I’m reading Moving Mountains: Writing Nature Through Illness and Disability. In it, people with a variety of illnesses: rheumatoid arthritis, ME/CFS, migraine, and more, talk about their experiences outdoors, whether that’s volunteering with their local conservation group to install bat boxes or wild swimming. One thing that has struck me as I read these pieces is that everyone is trying hard to show that they really are disabled. It’s as though they have to prove that they’re ill, that they have to exaggerate the contours of their illness to justify their limitations.
I’m guilty of the same thing. I’m sure readers are tired of hearing me talk about energy “spoons” and having to sleep extra and feeling mentally under the weather or having a bipolar high. But when we have a largely invisible illness, it feels like we have to make it real for people in case they don’t believe us. We have to be clear about what we can and can’t do so that readers understand.
But how much is too much? I know that regular readers of my blog are well-versed in the vagaries of my illness. Those who are reading my book right now (eeeek!) know that I struggle with mental illness. It’s not a secret. The secret is what it means to be mentally ill.
There are more nuances to mental illness than there are with straightforward things like heart attacks or broken limbs. So, what it means to be mentally ill is different for everyone. Some people with BP II function fine in real life. I don’t – apparently BP II and anxiety disorder is the hardest combination to manage. See, there I go again: justifying my invisible illness, because I know it’s not the same as if I just had a broken leg in a cast and would be better in 12 weeks.
I was on a podcast last week, Talk Nerdy with Cara Santa Maria, and I felt like she was talking about my mental illness too much.
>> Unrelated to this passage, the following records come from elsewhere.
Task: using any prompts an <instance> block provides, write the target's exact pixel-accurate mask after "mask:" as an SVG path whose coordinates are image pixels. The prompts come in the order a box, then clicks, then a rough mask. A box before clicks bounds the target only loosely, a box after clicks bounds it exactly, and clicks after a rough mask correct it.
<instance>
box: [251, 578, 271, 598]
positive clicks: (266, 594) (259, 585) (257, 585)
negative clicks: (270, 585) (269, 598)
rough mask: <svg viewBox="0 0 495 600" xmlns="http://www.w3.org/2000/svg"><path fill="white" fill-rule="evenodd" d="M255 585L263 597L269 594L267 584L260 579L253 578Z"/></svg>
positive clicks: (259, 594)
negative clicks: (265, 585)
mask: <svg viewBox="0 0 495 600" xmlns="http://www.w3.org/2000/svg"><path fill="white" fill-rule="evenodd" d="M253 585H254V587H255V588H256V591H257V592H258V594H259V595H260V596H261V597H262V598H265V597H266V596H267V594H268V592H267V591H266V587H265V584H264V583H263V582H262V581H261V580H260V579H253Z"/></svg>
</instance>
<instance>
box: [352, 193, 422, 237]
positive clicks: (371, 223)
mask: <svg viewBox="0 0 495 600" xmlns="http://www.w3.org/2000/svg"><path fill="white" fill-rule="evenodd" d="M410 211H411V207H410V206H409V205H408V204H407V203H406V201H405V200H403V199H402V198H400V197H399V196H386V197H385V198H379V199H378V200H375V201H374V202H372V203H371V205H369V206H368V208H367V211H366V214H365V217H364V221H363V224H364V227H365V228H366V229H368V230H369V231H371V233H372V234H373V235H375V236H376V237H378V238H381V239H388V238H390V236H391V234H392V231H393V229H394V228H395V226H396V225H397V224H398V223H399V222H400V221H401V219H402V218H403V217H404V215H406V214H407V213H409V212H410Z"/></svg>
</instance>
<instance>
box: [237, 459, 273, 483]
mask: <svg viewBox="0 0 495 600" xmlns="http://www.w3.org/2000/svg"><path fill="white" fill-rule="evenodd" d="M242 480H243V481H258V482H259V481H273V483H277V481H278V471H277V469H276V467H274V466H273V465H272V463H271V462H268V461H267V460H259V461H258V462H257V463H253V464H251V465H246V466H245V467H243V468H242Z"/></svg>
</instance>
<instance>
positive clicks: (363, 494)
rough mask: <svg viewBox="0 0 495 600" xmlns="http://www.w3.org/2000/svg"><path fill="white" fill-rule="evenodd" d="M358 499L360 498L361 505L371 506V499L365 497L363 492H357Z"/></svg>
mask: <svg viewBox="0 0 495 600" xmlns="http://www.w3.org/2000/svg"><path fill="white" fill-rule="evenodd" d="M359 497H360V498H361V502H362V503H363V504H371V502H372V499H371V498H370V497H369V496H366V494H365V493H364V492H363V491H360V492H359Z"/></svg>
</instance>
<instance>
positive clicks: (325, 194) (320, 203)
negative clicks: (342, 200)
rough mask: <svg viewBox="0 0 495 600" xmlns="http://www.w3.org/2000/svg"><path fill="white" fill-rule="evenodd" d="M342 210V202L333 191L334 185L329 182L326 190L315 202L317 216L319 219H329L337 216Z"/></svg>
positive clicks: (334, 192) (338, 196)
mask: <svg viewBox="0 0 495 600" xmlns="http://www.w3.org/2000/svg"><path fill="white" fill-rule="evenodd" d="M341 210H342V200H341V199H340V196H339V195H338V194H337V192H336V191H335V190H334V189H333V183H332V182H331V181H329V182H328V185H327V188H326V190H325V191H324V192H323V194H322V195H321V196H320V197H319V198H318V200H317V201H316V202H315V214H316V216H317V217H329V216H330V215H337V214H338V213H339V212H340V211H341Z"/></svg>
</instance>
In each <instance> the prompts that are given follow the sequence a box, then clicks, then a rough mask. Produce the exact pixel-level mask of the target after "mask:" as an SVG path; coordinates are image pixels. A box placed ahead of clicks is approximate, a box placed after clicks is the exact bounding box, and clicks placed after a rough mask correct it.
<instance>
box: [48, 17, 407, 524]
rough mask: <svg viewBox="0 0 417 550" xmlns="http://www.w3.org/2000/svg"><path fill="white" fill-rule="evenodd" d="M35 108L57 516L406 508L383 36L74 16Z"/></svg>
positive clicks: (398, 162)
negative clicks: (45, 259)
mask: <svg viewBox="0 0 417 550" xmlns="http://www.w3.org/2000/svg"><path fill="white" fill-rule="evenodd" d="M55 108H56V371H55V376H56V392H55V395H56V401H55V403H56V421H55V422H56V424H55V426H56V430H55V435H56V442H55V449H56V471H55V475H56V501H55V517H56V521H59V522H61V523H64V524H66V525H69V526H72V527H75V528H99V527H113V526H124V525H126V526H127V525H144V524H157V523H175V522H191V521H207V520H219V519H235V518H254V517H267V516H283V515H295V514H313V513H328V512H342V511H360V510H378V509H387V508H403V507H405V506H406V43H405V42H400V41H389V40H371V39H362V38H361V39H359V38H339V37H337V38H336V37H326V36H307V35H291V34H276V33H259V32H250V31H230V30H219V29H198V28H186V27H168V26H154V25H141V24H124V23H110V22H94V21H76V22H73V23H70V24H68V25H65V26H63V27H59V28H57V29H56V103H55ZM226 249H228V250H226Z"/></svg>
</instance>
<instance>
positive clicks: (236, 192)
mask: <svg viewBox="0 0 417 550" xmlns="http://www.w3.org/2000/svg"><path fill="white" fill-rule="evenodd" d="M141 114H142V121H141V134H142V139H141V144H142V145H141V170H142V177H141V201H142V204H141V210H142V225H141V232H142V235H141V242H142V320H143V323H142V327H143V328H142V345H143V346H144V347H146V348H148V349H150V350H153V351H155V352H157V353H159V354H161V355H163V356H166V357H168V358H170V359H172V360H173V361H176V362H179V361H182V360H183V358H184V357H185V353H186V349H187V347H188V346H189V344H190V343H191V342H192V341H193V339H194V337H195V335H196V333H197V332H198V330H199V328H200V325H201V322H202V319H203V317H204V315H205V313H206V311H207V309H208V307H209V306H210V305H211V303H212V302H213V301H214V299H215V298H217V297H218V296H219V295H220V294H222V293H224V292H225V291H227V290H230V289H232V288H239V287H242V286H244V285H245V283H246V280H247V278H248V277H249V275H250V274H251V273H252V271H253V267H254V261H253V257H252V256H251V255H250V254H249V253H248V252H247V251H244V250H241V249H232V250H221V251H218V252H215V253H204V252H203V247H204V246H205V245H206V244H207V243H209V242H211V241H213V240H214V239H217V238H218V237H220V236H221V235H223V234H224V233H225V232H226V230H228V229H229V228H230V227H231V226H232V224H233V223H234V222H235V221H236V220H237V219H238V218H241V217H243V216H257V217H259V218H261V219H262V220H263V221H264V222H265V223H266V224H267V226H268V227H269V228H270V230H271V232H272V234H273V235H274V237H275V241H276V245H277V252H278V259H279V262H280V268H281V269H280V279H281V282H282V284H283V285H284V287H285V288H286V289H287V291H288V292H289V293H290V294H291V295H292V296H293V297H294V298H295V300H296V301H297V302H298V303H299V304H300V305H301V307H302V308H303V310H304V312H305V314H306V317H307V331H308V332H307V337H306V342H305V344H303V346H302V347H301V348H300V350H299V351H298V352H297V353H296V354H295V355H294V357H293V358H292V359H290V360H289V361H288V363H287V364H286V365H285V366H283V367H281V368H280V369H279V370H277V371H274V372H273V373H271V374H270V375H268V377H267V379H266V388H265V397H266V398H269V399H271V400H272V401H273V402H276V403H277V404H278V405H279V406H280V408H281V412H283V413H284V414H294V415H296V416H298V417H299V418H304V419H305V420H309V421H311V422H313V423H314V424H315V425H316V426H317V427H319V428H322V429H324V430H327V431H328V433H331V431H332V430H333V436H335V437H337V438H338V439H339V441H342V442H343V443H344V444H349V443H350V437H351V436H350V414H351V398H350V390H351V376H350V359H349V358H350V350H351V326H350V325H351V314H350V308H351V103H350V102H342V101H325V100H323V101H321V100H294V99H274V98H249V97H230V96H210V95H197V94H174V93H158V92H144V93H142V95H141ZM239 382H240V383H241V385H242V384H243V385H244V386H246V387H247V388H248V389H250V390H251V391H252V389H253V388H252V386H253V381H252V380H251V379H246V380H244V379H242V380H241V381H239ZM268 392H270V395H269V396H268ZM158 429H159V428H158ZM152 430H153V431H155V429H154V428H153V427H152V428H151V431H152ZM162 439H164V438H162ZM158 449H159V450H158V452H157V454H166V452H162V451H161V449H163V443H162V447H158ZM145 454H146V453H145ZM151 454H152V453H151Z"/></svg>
When she asked if I had anything to add, I said that having a mental illness and being on long term disability isn’t about hanging around and watching TV and doing whatever you want. It’s meant to help you manage life with your mental illness, because you’re usually incapacitated to some extent. For example, it took me five years to write my book. If I hadn’t been ill but was on disability anyway, I probably would have finished it in two years. Instead, I could only write for an hour or two a day because of the BP II and anxiety. The same illnesses that have me on LTD.
I shouldn’t have to justify my illness, just like the authors in the Moving Mountains book shouldn’t have to justify their illnesses. These illnesses just are, and we learn to live with them. The problem is that we run up against the capitalist model of productivity. If you’re not productive, you need to have an excuse for it. And our excuse is that we’re ill, but we have to justify it because people will assume we’re just lazy.
Thus, in many cases, people misinterpret invisible illnesses. They see them as a form of attention-seeking. “Oh I’m so sick, I can’t work. Boo-hoo poor you.” We have to perform our illnesses: people expect us to be sad all the time, not enjoying life and staying in bed all day. We must be chained to a life in which we can’t do anything and nothing is fun. We can’t laugh, because our illness makes things so negative.
I can tell you it’s not like that. Yes, I have days where I barely make it out of bed and feel sad about watching life go by. I also have low episodes where I’m not just sad, but suicidal. Yes, I have a hard time getting excited about things because my dopamine receptors are all clogged up from taking Olanzapine. But I still have active serotonin receptors and natural endorphins that are released when I do something active, both of which can help me feel things and laugh about them. Granted, when I’m “stable” I’m in a constant state of depression, on average a moderate low, as the psychiatrist is worried about me getting too high again. He warns me to catch highs early, because of the cognitive decline and massive low that occurs after each one. I love the feeling of the high so much, though, that I have a hard time knocking it down. As the psychiatrist says, once you’ve had a high, nothing else feels as good.
Anyway. What I’m trying to say is that I’m ill. The authors in Moving Mountains are ill. People like climber Keiran Cunningham (bipolar), mountaineer Cory Richards (bipolar), and nature writer Polly Atkin (Ehlers-Danlos and Genetic Haemochromatosis) are ill. Each of us deals with our illness in our own way, depending on our personal capacities, support, and abilities. We may not look ill, but we are. And we shouldn’t have to prove it to the world.